I would want to at least try it out since it was used. It may be
a great deal, but I am going to pass.


----------



## Gravity3694 (May 10, 2011)

Unless your trying to emulate a full size handgun for training purposes I would skip the conversion kits. Every conversion kit or scaled down firearm in .22lr is less reliable and less accurate than a dedicated .22lr.

Between the ones you listed I would choose the Ruger 22/45, but if I had my way it would be a Ruger MKIII. I've handled and shot both and I prefer the Ruger. I like the MKIII grip angle better, the fit and finish in better in my opinion. Finally, I think there's more aftermarket support for the MKIII compared to the Buckmark.

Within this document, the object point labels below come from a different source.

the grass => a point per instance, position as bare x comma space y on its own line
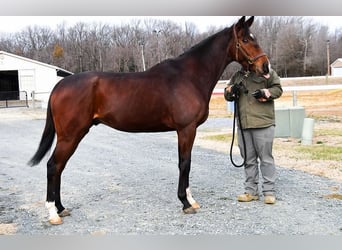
318, 151
219, 137
321, 152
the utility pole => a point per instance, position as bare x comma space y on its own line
328, 58
141, 43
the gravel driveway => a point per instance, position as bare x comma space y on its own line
123, 183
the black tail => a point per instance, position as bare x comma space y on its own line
46, 140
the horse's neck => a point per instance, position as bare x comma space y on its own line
210, 60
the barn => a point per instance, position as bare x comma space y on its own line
336, 67
20, 76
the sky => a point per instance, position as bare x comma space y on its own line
11, 24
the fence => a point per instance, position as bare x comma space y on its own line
11, 99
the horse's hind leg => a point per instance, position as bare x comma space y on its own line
55, 166
186, 139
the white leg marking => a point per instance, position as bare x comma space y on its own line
189, 196
53, 216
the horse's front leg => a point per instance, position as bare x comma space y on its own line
185, 142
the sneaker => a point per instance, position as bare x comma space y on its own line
269, 199
247, 197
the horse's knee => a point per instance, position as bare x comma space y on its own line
51, 167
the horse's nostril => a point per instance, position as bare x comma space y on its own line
265, 67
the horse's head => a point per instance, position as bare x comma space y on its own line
245, 49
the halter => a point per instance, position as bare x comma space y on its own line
239, 46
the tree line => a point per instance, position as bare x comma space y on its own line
296, 46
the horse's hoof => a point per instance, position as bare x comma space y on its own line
189, 210
64, 213
56, 221
195, 205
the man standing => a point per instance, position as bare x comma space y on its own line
255, 96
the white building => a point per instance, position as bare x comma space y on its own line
20, 75
336, 67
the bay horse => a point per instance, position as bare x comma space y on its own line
173, 95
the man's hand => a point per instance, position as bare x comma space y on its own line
262, 95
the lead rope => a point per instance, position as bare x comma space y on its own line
237, 114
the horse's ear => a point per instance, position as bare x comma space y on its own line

If you do get a MKIII or a 22/45 I would recommend converting the lower to MKII internals to simplify the dissasembly and get rid of the stupid magazine disconnect.


----------



## TheMech (Jul 9, 2011)

I am very happy with my MKII 22/45. It shoots all kinds of ammo. Field stripping isn't too hard. Lots of online videos to show you how. 
I understand that the 22/45's are simpler than the standard MK pistols. So I would recommend the 22/45, unless you want that odd grip angle. 
The Buckmark is supposed to be very good as well but, the Ruger is built like a tank and will last forever.

TheMech


----------



## TheCarver (May 5, 2011)

If you can aford the conversion, GO for it, If not These guys are telling the truth, a 22 is a 22, They have been around a very long time an I dont see em going anywhere anytime in my life time. I own a Ruger an wouldnt sell it for Diddly. But Im waiting to find a deal on a conversion kit myself, Dual purpose GLOCK, Yea man. A Ruger or Browning, Smith, 22.... Find your side kick or plinking partner, 22 s Are multi purpose, Look out critters or criminals, BMG aint woth squat if the shot placement isnt right. 22 will doo, ole Carver


----------